Under CARPER, the issuance of Notices of Coverage (NOC) for new agrarian lands must be completed by June 30, 2014. By 2016, roughly 8.2 million hectares of land had been distributed to 5.4 million agrarian reform beneficiaries in the country.
The “deadline” for the issuance of NOC does not signify the end of CARP, although a lot of landlord-leaning institutions interpreted this as such. But the Constitution is also very clear on this matter. According to Article XIII, sections 4-6, the Constitution guarantees the just distribution of land, support to agriculture, and resettlement of farmers and farm workers in the State’s agricultural estates. (READ: Completing land reform in PH to cost P98B)
Yet, as of June 2016, almost 600,000 hectares of agricultural land remain undistributed.
Landowner resistance is one of the most well-known issues in agrarian reform. We know about high-profile cases of violence and constant threats against agrarian reform beneficiaries to keep them from occupying the land, or where land owners stall the land acquisition and distribution process through various methods, which, while not high-profile, are just as problematic.
Some of these methods include filing of cases against farmers and even Department of Agrarian Reform (DAR) personnel, legal measures to bog down the land acquisition and distribution in almost every step of the way, and subdividing their land to relatives to take advantage of the 5-hectare retention area, while not losing the land altogether.
Then there’s the individualization of collective certificate of land ownership award (CLOA). These were issued during the 1990s to fast-track land distribution, especially in sugarcane plantations. However, while collective titles show the total area owned by farmers collectively, they don’t delineate individual lots.
Not only does this create boundary disputes among agrarian reform beneficiaries, it spawns to inheritance and issues of conflicting claims. There are even cases when the collective titles don’t have an annexed list of farmers, resulting to claims that cannot be easily validated.

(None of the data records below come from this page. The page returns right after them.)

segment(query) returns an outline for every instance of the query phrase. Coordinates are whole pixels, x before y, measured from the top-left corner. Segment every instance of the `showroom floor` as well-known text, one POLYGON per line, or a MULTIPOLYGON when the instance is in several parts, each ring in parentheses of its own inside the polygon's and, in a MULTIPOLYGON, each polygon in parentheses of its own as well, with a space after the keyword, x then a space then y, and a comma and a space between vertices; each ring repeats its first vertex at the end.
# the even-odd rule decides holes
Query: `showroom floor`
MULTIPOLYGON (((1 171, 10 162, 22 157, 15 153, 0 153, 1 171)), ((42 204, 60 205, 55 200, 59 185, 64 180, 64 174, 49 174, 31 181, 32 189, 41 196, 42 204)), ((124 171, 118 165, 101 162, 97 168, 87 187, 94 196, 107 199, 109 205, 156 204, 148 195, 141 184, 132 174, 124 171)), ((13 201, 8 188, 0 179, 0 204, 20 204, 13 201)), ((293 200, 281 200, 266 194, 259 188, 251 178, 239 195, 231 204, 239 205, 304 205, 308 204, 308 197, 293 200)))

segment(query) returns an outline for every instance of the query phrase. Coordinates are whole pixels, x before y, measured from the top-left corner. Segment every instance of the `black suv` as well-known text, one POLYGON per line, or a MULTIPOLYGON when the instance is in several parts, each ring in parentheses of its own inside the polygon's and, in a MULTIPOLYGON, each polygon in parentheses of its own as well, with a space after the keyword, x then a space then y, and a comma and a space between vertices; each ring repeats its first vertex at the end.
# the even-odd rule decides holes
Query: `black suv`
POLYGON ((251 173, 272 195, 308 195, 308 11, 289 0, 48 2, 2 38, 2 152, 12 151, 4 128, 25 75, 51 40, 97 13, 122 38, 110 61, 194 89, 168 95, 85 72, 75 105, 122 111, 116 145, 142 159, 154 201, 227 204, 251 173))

Property rights cannot be altogether secured if the farmers are not able to complete paying their land amortization. Most of them have not even started. This is because, by policy, Landbank cannot receive amortization payments from landholdings with survey discrepancies, or in collectively titled landholdings, pending for subdivision.
Agrarian reform is uncertain in a federal context
The DAR convened the 2018 National Summit of CARP Stakeholders last January 25-26 in Clark, Pampanga. Acknowledging these issues, DAR expressed its commitment to ensure that inputs from the invited organizations would be incorporated in their strategic plan.
But the question is: how can the call for more aggressive CARP implementation fit within a federal context? If the implementation of agrarian reform will be through the states, as what can be assumed from the system of government being proposed, then agrarian reform may not be implemented at all in powerful landowner states.
The future of agrarian reform is unclear. While close coordination between CARP implementing agencies and stakeholders promises an effective method of case resolution, it can only go so far. With no end in sight for these issues, hopefully something positive will come out from the initiatives of the agrarian reform beneficiaries, civil society, and members of the government. – Rappler.com
Joe-Anna Marie Abelinde and Luis de la Rosa work in the Research and Advocacy Unit of the Center for Agrarian Reform and Rural Development. CARRD is a not-for-profit organization supporting agrarian reform beneficiary cooperatives in Batangas, Iloilo, and Capiz. It promotes farmers’ access to productive resources and enable them to make informed decisions about environment-friendly, non-discriminatory, and sustainable livelihoods.